Die Skandale um BSE und andere Vergiftungen der Tiere, die – man höre und staune – mit Mehl aus Überresten von Tieren gefüttert werden, sind da nur eine notwendige Folge.
Nachdem die europäischen Staaten in der Dritten Welt ihre Vorstellung vom Aufbau und der Organisation der Gesellschaft und Wirtschaft durchgesetzt haben (und trotzdem diese Staaten weiterhin mit vielfältigen Mitteln ausbeuten und nicht an einem freien Weltmarkt teilhaben lassen), sind in diesen Ländern weitgehend die alten sozialen und wirtschaftlichen Strukturen zerstört und ersetzt durch unzulängliche und zu gewaltigen Problemen führenden Gesellschaftssystemen, die andauernd Hungersnöte und Kriege produzieren.
Um möglichst schnell in den alten osteuropäischen Ländern eine Geldelite hervorzubringen, wurde diesen Ländern eine neoliberale Rosskur verordnet. Im Angesicht des Ungleichgewichts auf den Märkten und der Rückständigkeit der Wirtschaft gingen ganze Industriezweige zugrunde und die Bevölkerung verarmte, während eine kleine Elite sich überproportional bereicherte.

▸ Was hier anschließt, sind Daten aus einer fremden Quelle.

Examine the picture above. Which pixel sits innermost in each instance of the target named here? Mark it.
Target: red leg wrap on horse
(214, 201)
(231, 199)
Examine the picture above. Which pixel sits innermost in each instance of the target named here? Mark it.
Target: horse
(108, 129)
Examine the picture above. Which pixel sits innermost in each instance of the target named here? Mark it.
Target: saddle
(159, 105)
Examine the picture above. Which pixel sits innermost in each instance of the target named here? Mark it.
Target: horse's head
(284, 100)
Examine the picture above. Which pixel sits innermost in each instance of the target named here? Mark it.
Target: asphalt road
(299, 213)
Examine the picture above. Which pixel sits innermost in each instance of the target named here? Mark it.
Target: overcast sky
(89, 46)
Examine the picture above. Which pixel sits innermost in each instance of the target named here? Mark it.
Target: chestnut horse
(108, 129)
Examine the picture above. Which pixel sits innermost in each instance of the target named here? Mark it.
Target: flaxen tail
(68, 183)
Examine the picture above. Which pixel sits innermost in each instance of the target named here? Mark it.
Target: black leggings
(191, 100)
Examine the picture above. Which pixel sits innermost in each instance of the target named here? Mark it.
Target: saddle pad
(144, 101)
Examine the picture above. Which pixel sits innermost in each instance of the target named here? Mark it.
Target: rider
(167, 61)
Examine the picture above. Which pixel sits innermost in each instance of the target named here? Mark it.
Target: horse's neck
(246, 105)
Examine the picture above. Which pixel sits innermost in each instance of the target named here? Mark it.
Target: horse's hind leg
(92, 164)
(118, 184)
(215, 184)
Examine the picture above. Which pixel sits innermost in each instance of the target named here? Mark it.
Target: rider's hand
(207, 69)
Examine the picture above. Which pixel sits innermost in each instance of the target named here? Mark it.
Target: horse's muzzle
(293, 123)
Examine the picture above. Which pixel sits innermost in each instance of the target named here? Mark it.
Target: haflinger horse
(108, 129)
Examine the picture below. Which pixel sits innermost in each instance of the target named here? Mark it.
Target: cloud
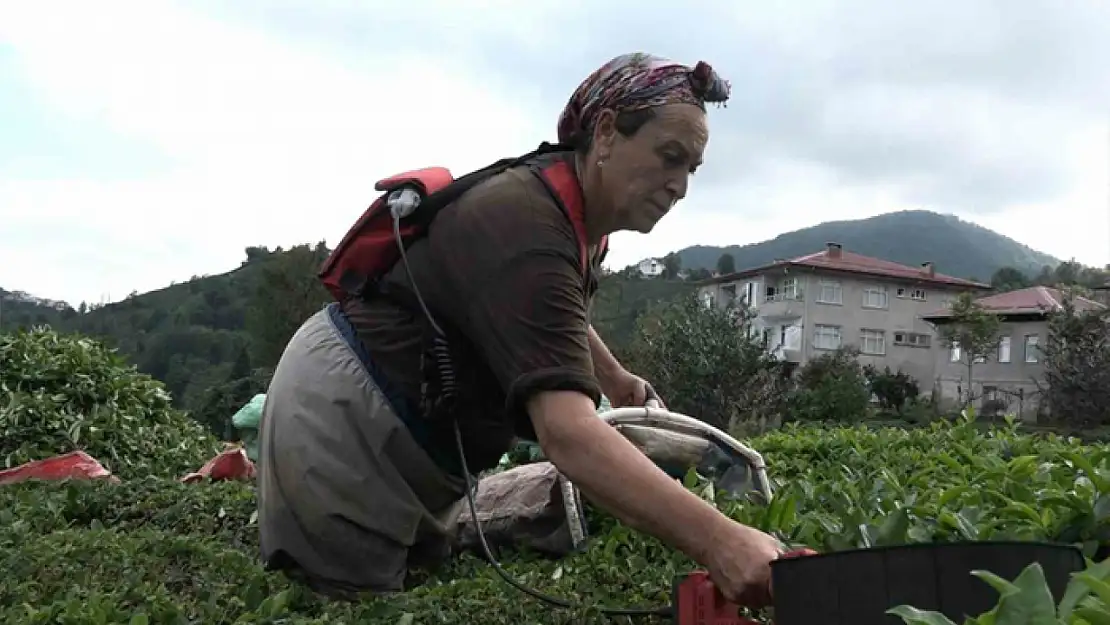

Obwohl die Wissenschaft sich eine im Vergleich zu anderen Bereichen der Gesellschaft große Eigenständigkeit bewahren konnte, geht es hier nicht darum, wie wir immer hören, die Wahrheit zu suchen und die Menschheit voranzubringen, sondern es herrscht wie überall eine Hierarchie, die mit mehr oder minder gewaltsamen Mitteln bzw. mit dem »Allheilmittel« Geld durchgesetzt wird. Junge Forscher, die nicht das erforschen wollen, was ihnen die Fakultät vorschreibt oder genehmigt, bleiben außen vor. Forscher, die »ketzerische« Positionen vertreten, wie etwa der LSD- und Bewusstseinsforscher Timothy Leary, werden ins Gefängnis geworfen. Wilhelm Reichs Bücher wurden in den USA sogar verbrannt.

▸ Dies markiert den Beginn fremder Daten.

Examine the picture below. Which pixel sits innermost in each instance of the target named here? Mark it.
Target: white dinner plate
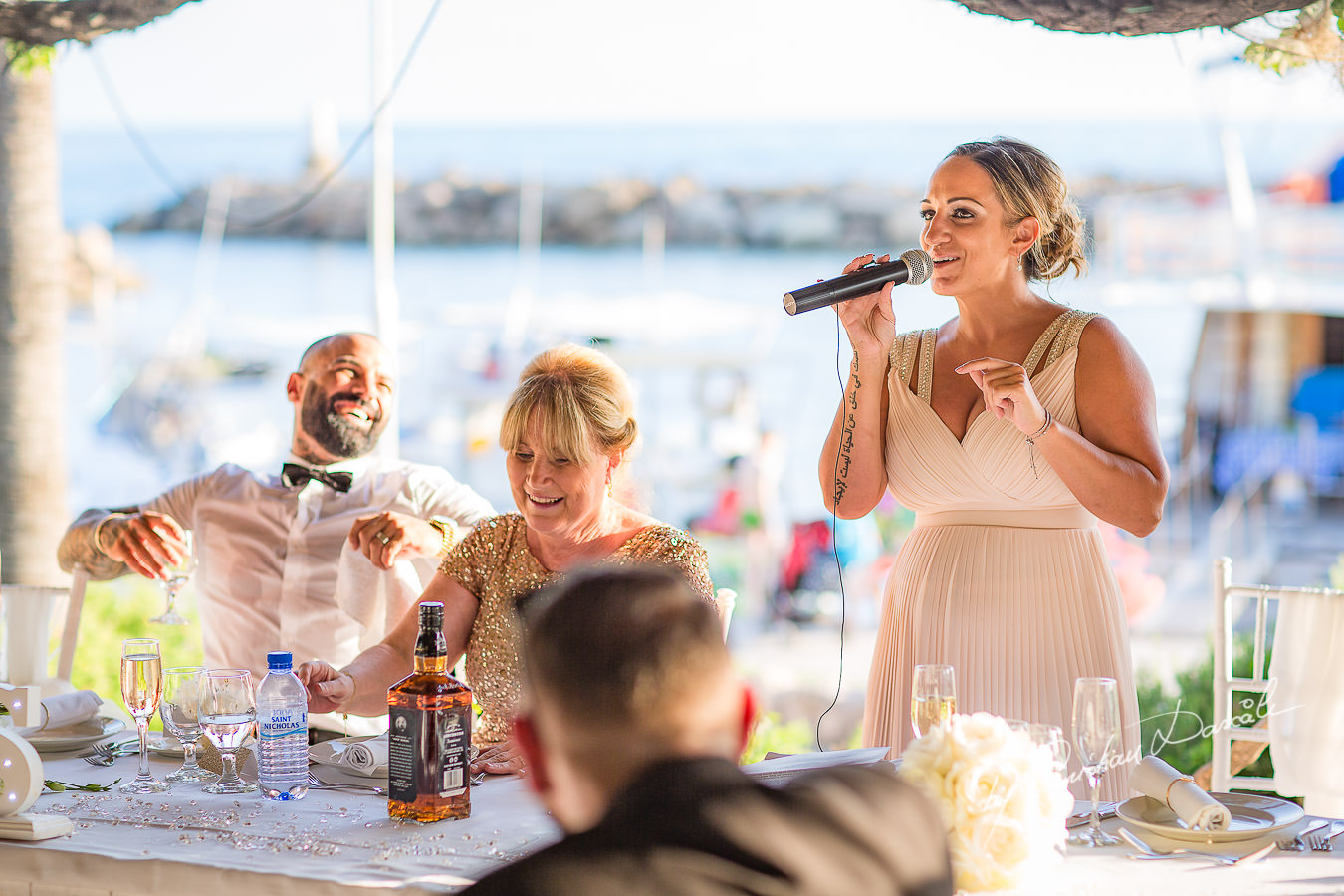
(1252, 817)
(329, 753)
(81, 734)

Der Kapitalismus bewirkt die Aufgliederung der Gesellschaft in Hierarchien. Diese Hierarchien sind natürlich anderer Art als die der vorhergegangenen Gesellschaften, vor allem, weil sich in den westlichen Nationen ein breiter Mittelstand etablieren konnte, der teilhat am gesellschaftlichen Wohlstand. Doch die Demokratie – oder auch jede andere denkbare Gesellschaftsform, die auf der Freiheit der Bürger und der Wahrung ihrer Interessen und Rechte basiert – wird in gerade dieser Funktion durch die etablierten Hierarchien fundamental am Funktionieren gehindert. Dies ist so, weil die Hierarchien den Machtstrukturen innerhalb der Gesellschaft entsprechen und deren oberstes strukturimmanentes Wirken es ist, sich – wie immer und überall – zu erhalten.

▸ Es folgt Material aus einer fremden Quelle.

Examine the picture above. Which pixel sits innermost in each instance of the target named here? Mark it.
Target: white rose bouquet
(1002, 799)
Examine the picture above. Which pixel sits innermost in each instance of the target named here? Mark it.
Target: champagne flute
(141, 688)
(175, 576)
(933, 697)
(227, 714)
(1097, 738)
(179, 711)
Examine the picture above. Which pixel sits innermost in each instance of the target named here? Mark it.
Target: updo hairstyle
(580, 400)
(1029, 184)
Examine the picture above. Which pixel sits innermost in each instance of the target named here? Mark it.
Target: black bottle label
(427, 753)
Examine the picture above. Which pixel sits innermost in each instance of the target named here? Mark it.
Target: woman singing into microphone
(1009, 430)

Doch sollte in einer freiheitlichen Gesellschaft, in einer nicht nur formalen Demokratie, die Möglichkeit der Lenkung der Wirtschaft und der Gestaltung ihrer Grundlagen bestehen. Die Struktur der modernen Demokratien ist eine solche, dass Wahlen verboten wären, wenn sie etwas grundlegend verändern würden – so der berühmte, zynische Kommentar in der linken Szene. Folglich ist es auch gleichgültig, ob eine konservative oder eine sozialdemokratische Regierung an der Macht ist.
In den modernen Gesellschaften sehen wir eine Allherrschaft des Kommerzes und des Gewinnstrebens. Gänzlich alle Bereiche des Lebens stehen unter dem Diktat der ökonomischen Zwänge. Diese ökonomischen Zwänge sind das, was die Hierarchien und die Machtstrukturen in der Gesellschaft bedingen.
Ganz konkret muss festgehalten werden, dass die Grundsätze, auf der Demokratien beruhen, d. h. das Recht auf der freien Meinungsäußerung und der freien Entfaltung, durch die wirtschaftlichen Machtverhältnisse sehr subtil unterwandert werden. Der Begriff des freien Marktes und der des freien Wettbewerbs der Meinungen werden pervertiert.